Intelligent ways forward, he contended, include recycled plastic that’s used as many times as possible and doesn’t ‘fall out of the system’ to go on to pollute rivers and oceans.
“People say it can only be reused 10 times - that is changing. It's not like aluminium which can be used infinitely. But I think they are getting better and better at changing it so you can use it again and again.”
Additives that can be put into plastic so that it disintegrates when it hits sea water are another exciting development. "What we're going to see over the next months is some really interesting innovations coming that will hopefully resolve some of the actual problems relating to plastic -- rather than the perceived problems.”
The ‘perceived problem’ surrounding plastic, is that it’s more of a sea and river pollution issue as and not so much a climate change issue, he explained. What’s more, to take plastic out of the food chain “would be a disaster for climate change” as it would accelerate the negative consequences of food waste.
This relationship is often lost on consumers, according to those on the food industry. However, Gibbons made the point that on the whole “it can be only positive when consumers get behind an issue and drive genuine change”.
Falafel fallacies
The plant-based trend – fuelled among other things by a desire among consumers to reduce their carbon footprint -- is another area where misconceptions exist. "Around 15% of the average person's carbon footprint comes from their diet and the majority of that comes from meat and particularly beef,” noted Gibbons. “But it is beef farmed in a particular way.”
The beef industry, he claimed, has failed to be clear about the differences between different types of beef farming and ‘therefore the whole of beef is being put into one block’. “Even in the chicken market people know the difference between free-range and battery and caged. They just haven’t achieved that in beef,” he said.
"The truth is we eat too much meat. We should eat more plant-based just from a health perspective. And if this consumer pull can move people to eat less meat and a more balanced diet, that will be really brilliant thing. If that reduces meat consumption at the lower end of intensive grain-fed beef farming, then that is a good thing."
He continued: “One of the fundamentals of regenerative farming is that you have livestock because they deliver a fundamental part in fertilizing that land and making it better to store carbon in the soil and deliver nutrients.
“The concept that livestock shouldn’t be a part of our farming community is utterly misguided. But I do think that we need to take out the bad part of farming and if a consequence of that is that people eat more plant-based food and change their diet, then that's going to be an incredible positive outcome.”
‘We’re at a turning point’
Good Business began in 1996. It’s worked with the likes of Coca-Cola and the Kellogg Company, helping them manage their social and environmental impacts.
"We're at a really interesting inflection point at present,” said Gibbons.
Over the past nearly 25 years his organisation has given big corporate firms the tools to measure, manage and act on their non-financial impacts. In many ways they are doing that, he noted, but they are ‘not doing it fast enough for the changes that are happening in society’.

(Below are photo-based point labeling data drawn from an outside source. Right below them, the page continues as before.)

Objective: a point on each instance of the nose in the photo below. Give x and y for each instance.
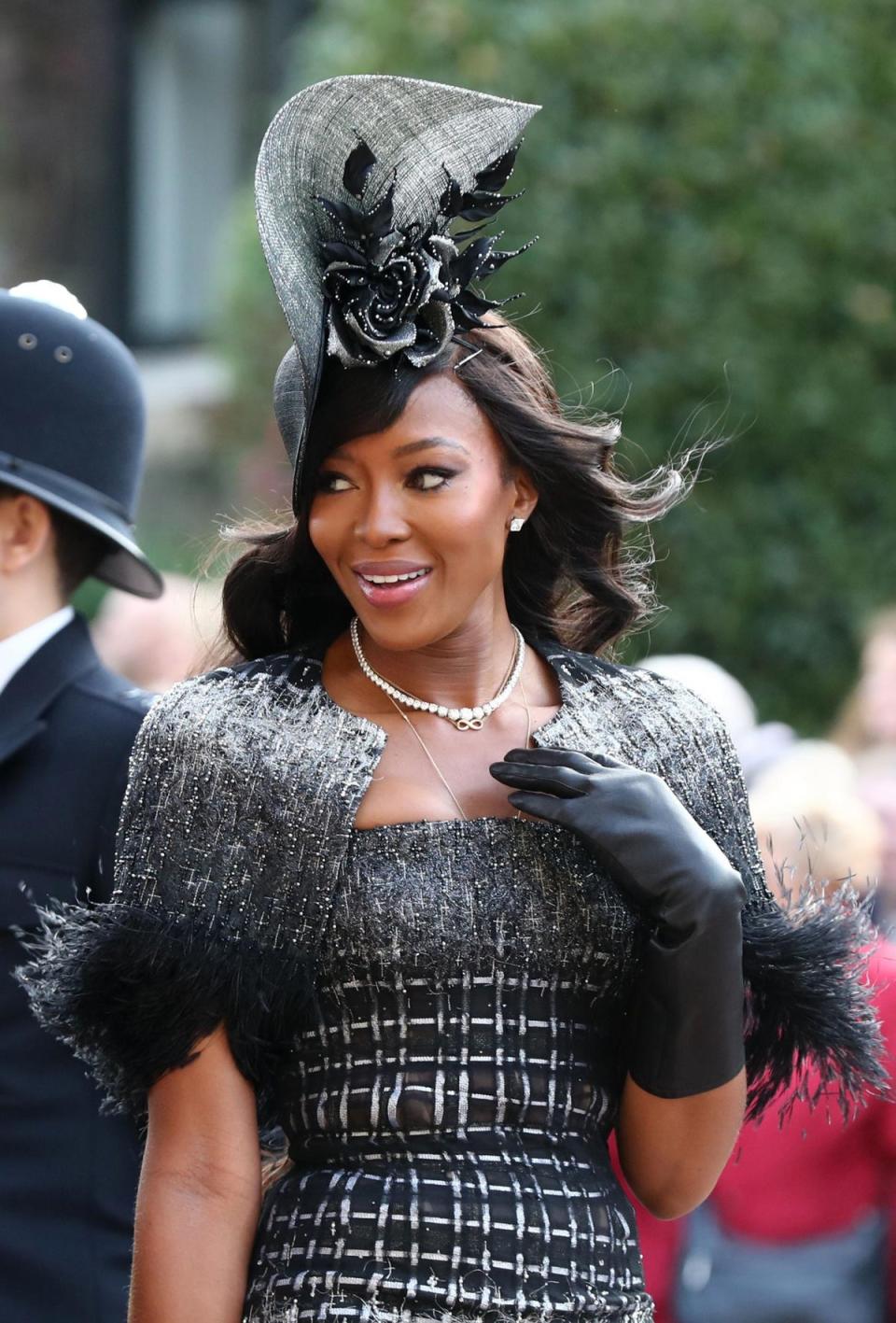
(382, 520)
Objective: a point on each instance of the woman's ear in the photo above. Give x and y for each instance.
(525, 497)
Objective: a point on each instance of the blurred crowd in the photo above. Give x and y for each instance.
(803, 1224)
(801, 1227)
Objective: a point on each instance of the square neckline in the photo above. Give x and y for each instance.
(382, 739)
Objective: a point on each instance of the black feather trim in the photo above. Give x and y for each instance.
(810, 1023)
(133, 993)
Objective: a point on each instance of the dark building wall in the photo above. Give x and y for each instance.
(63, 146)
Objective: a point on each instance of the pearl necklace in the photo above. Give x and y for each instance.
(462, 719)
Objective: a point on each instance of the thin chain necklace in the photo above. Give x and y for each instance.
(462, 719)
(436, 767)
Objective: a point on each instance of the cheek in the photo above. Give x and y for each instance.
(325, 529)
(474, 523)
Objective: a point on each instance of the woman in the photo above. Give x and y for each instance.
(445, 900)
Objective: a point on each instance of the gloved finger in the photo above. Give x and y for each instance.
(570, 758)
(539, 806)
(556, 780)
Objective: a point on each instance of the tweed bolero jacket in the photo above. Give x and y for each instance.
(243, 793)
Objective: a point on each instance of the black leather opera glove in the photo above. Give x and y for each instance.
(689, 1032)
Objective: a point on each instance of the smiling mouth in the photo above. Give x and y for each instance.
(385, 580)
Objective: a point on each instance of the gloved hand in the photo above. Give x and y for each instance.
(690, 1005)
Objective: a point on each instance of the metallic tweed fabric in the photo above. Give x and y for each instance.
(448, 1109)
(234, 839)
(434, 1014)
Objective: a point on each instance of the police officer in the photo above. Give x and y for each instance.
(72, 433)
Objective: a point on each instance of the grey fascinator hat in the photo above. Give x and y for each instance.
(372, 193)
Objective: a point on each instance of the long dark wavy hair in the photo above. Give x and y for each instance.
(570, 573)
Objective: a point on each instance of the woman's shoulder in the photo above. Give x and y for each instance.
(636, 689)
(231, 697)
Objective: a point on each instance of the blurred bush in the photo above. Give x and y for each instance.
(712, 186)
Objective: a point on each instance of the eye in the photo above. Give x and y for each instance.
(430, 479)
(332, 483)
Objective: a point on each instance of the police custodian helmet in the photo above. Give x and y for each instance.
(73, 422)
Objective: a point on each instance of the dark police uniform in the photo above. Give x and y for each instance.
(68, 1175)
(72, 434)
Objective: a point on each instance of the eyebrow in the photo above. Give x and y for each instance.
(411, 447)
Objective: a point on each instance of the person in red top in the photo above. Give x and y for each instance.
(801, 1227)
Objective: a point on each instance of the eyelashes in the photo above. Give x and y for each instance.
(427, 479)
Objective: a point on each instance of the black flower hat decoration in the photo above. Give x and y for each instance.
(408, 291)
(361, 190)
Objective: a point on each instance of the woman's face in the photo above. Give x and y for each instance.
(429, 500)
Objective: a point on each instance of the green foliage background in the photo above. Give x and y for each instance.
(714, 190)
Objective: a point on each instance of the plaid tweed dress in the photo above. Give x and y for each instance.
(434, 1014)
(448, 1109)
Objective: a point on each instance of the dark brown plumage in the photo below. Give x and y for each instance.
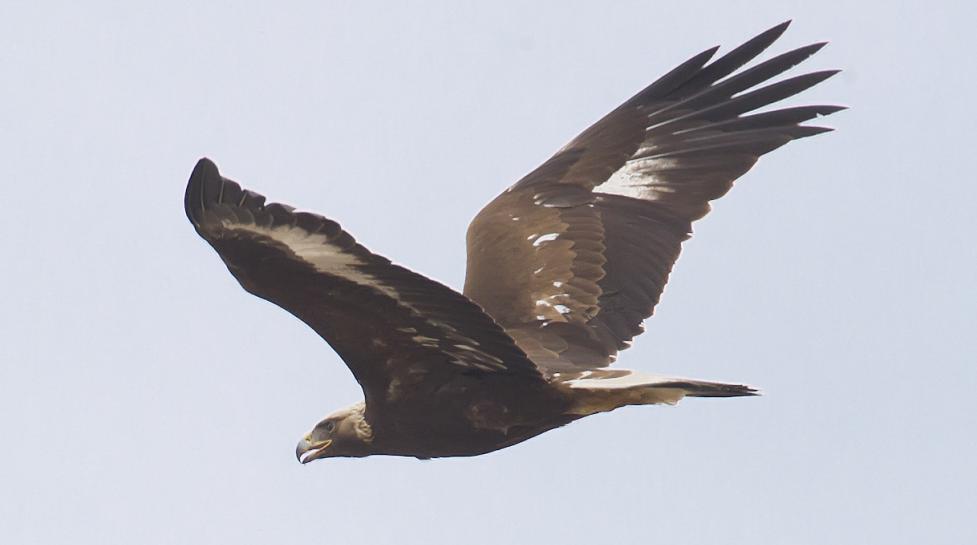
(563, 268)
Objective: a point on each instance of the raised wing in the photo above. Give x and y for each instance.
(574, 257)
(401, 334)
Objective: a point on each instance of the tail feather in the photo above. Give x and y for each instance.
(602, 390)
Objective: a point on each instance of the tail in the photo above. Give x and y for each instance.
(602, 390)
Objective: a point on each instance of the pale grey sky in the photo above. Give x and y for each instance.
(146, 398)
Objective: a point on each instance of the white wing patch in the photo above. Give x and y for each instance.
(636, 178)
(326, 257)
(316, 250)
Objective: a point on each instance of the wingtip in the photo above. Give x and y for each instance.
(193, 205)
(204, 169)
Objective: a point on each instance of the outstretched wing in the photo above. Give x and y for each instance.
(572, 258)
(401, 334)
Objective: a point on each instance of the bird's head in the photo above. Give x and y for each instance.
(343, 433)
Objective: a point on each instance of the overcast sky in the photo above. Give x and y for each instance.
(146, 398)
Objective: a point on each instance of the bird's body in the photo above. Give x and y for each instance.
(563, 268)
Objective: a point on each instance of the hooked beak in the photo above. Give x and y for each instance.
(314, 450)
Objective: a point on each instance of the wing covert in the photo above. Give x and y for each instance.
(399, 332)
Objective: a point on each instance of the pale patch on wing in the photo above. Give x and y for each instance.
(544, 238)
(316, 250)
(635, 178)
(610, 380)
(328, 258)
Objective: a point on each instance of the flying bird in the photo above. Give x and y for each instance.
(563, 268)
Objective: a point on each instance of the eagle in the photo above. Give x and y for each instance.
(563, 268)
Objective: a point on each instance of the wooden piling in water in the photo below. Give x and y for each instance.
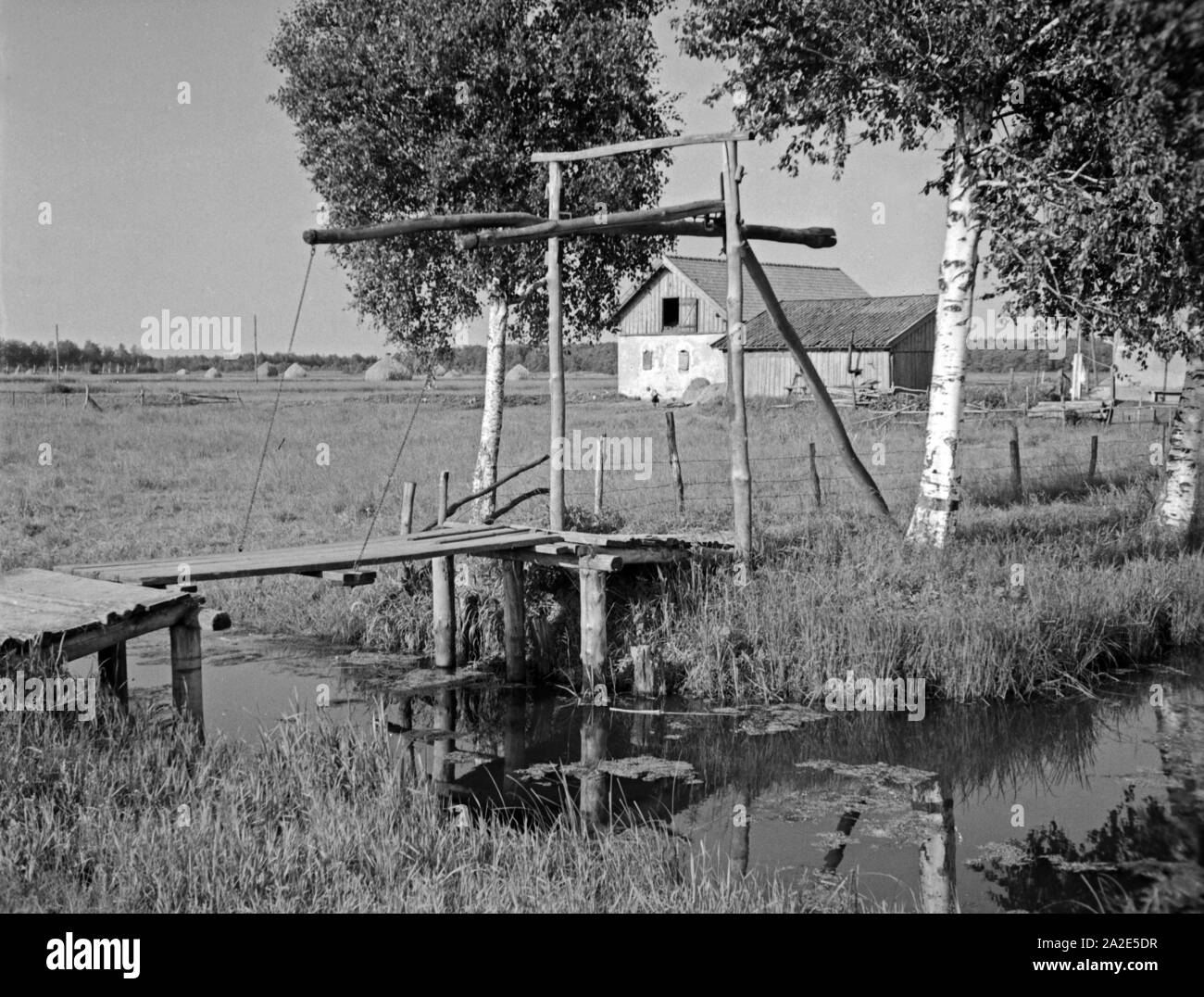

“Climate change continues to take over, and equality is prevalent in most communities,” he told us. “2020 is a real turning point where business needs to go from evolution to transformation. And when it goes to transformation it will get the support of consumers, government, investors and shareholders.”
The halo effect
But it is often complained that many big companies jump on the bandwagon of sustainability issues to benefit from something of a halo effect. Unilever CEO Alan Jope, for one, has warned this fact threatens the industry’s credibility.
Gibbons’ message to food firms is to recognise that climate change and equality are two ‘totemic issues’ that are an increasingly important part of consumer preference. Those using commitment to sustainability and social responsibility “as a communications technique are going to be caught out. People want to see real change - if they don’t see change I genuinely believe they will start to change their consumer behaviour."